6. The failure to nominate Timothy Spall for Best Actor for Mr. Turner: I know a lot of people are upset about the failure to nominate David Oyelowo for his performance as the Rev. Martin Luther King Jr. in Selma. But while I thought he turned in quite a fine performance, for me, the bigger disappointment is the failure to recognize Spall for his turn as the English seascape painter J.M.W. Turner (or Mike Leigh for his direction).

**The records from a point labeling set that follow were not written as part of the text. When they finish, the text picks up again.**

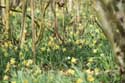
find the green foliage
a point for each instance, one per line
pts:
(84, 48)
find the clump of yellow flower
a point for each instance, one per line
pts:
(80, 80)
(90, 78)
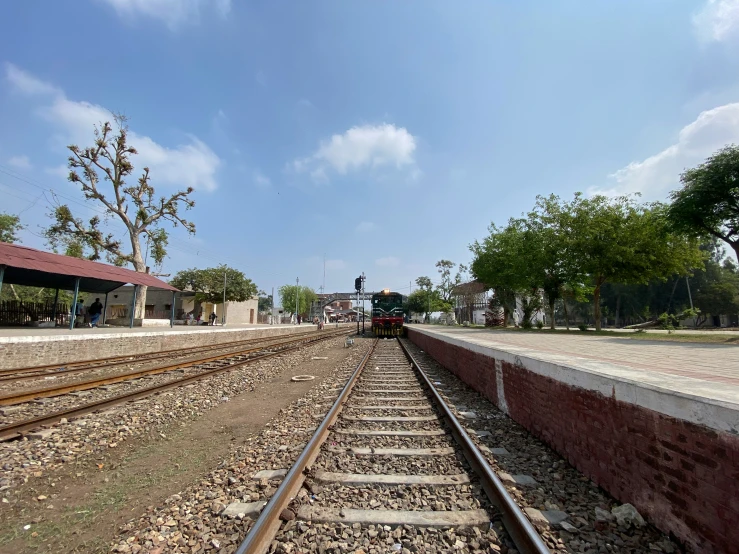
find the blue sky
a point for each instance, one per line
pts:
(383, 135)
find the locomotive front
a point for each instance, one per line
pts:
(387, 314)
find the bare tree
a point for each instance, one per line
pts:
(134, 204)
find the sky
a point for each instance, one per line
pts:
(374, 137)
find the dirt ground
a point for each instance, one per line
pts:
(86, 502)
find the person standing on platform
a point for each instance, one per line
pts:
(79, 313)
(96, 308)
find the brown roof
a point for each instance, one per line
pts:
(36, 268)
(471, 287)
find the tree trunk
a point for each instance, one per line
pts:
(140, 266)
(596, 307)
(551, 311)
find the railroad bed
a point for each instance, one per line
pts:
(395, 461)
(324, 512)
(27, 410)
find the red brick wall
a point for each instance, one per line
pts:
(683, 477)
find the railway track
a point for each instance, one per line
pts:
(217, 364)
(73, 367)
(390, 453)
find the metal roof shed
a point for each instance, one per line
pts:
(20, 265)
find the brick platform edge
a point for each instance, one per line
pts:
(36, 351)
(681, 475)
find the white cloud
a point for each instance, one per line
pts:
(261, 180)
(20, 162)
(390, 261)
(173, 13)
(718, 20)
(58, 171)
(660, 173)
(367, 146)
(365, 227)
(192, 164)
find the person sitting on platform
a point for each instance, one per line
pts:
(95, 309)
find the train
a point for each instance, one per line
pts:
(387, 314)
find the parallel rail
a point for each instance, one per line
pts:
(264, 530)
(25, 396)
(15, 430)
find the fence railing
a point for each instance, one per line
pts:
(18, 312)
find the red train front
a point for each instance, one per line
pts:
(387, 314)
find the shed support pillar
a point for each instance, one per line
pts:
(133, 304)
(56, 302)
(73, 315)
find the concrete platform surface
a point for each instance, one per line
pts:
(703, 370)
(22, 334)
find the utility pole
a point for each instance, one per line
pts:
(223, 317)
(363, 279)
(690, 296)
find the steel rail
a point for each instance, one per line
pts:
(139, 358)
(523, 533)
(25, 396)
(260, 536)
(13, 430)
(98, 363)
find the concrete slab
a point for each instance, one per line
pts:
(383, 418)
(420, 452)
(520, 480)
(243, 509)
(42, 434)
(397, 408)
(690, 381)
(394, 479)
(394, 517)
(383, 433)
(270, 474)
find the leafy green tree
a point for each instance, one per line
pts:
(10, 225)
(288, 294)
(448, 283)
(208, 284)
(425, 301)
(619, 241)
(135, 205)
(708, 202)
(265, 302)
(500, 262)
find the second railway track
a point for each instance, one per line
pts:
(389, 454)
(218, 364)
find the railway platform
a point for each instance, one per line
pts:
(654, 423)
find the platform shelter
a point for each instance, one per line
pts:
(20, 265)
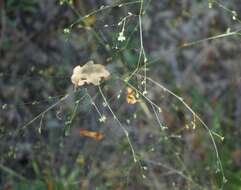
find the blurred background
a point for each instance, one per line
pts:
(40, 142)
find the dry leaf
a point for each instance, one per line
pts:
(89, 73)
(89, 20)
(92, 134)
(131, 97)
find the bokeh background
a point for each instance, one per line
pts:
(40, 144)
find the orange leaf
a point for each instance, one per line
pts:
(131, 97)
(91, 134)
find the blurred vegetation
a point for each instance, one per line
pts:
(191, 48)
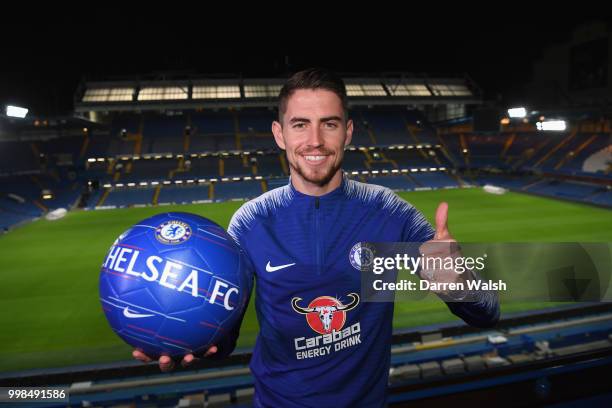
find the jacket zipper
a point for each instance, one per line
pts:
(317, 237)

If Selma was limited by the lack of permission to use King's actual speeches, Mr. Turner has long stretches where Turner essentially doesn't speak at all, whether he's by himself at the shore or communicating largely in grunts. Selma put King and President Lyndon Johnson at odds in a way that didn't quite capture all the nuances of their partnership, while Leigh presents Turner in all his ugliness, showcasing in raw terms his treatment of his housekeeper and his pain when Queen Victoria mocks his work. It's a stunning performance in one of my favorite movies of the year, and I'm heartbroken that it's not in the conversation. In both cases, the Academy apparently only has so much tolerance for being made to feel uncomfortable by and about great figures of the past.